Carbon nanotubes represent such an opportunity. Electrons in carbon transistors can move easier in silicon-based devices, allowing for much faster transport of data. The nanotubes (pictured at right under a microscope and graphically shown at left) are also ideally shaped for transistors at the atomic scale. That’s an advantage over silicon. That’s why they might one day replace the traditional silicon transistor.
Carbon is a readily available basic element from which crystals as hard as diamonds and as soft as the “lead” in a pencil are made. Carbon nanotubes are single atomic sheets of carbon rolled up in the shape of a tube.

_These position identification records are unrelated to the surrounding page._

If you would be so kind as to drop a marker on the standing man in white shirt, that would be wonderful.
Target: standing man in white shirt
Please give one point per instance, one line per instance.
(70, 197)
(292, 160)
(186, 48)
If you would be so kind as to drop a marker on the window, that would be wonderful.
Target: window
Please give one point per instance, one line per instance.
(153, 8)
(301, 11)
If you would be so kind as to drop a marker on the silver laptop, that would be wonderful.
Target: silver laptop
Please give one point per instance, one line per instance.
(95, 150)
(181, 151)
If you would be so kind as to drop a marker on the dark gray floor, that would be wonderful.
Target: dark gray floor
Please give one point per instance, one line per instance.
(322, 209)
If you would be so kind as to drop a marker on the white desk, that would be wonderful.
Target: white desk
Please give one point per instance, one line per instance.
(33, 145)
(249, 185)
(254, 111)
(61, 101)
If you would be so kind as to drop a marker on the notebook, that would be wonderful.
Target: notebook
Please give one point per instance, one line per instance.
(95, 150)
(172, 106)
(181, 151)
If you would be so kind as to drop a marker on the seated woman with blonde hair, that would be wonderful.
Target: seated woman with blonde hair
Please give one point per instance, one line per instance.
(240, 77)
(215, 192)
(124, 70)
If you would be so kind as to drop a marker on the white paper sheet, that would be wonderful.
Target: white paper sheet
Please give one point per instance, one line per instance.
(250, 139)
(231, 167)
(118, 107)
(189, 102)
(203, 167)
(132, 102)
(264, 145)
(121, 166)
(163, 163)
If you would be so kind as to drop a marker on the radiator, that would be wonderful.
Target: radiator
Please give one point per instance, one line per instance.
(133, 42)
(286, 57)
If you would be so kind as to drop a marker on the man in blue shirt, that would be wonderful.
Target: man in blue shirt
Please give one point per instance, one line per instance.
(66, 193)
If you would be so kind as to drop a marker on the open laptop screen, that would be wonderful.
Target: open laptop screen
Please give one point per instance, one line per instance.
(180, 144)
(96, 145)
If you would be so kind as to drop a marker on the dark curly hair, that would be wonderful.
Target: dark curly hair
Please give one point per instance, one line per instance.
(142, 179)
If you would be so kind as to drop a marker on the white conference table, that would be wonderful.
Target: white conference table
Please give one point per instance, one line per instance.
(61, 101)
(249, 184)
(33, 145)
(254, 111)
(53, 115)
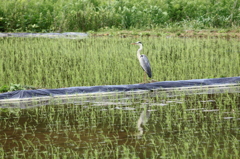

Computer models show that the speed of transferring data could be much faster with nanotubes.
“We have been interested in using them as transistors since the 1990s,” Guha said. “They have a geometry from an electrostatic view that is ideal for very small transistors with dimensions of 10 nanometers or less. We pursued it very seriously. Individually, we showed they can outperform any material including silicon.”
He added, “We decided a couple of years ago to start building a device out of carbon nanotubes. Their natural inclination is to be bunched together. But we want to see if they would selectively place themselves on top of one material and not on another.”
IBM’s approach paves the way for fabricating chips with large numbers of carbon nanotube transistors at predetermined positions. The trick is to find chemicals that can be lined up in a way so that the carbon nanotubes will adhere to the silicon in exactly the right kind of detail needed by chip designers.
Guha said that the manufacturing can be done right now with a precision of 99.8 percent accuracy. But to be made in the millions in large numbers, the accuracy has to be improved beyond 99.999 percent.
At some point, IBM has to move from fabricating 10,000 carbon nanotube transistors on a chip to more than 1 billion. And even then, the nanotubes will take up a small part of a silicon chip, serving as a data pathway within the chip. But while that is daunting as a task, IBM is encouraged since, until now, scientists have only been able to put hundreds of carbon devices on a chip. Today’s silicon chips are manufactured with a circuit width of 32 nanometers, and that will move to 22 nanometers soon. But the miniaturization scaling may last for only a few more generations.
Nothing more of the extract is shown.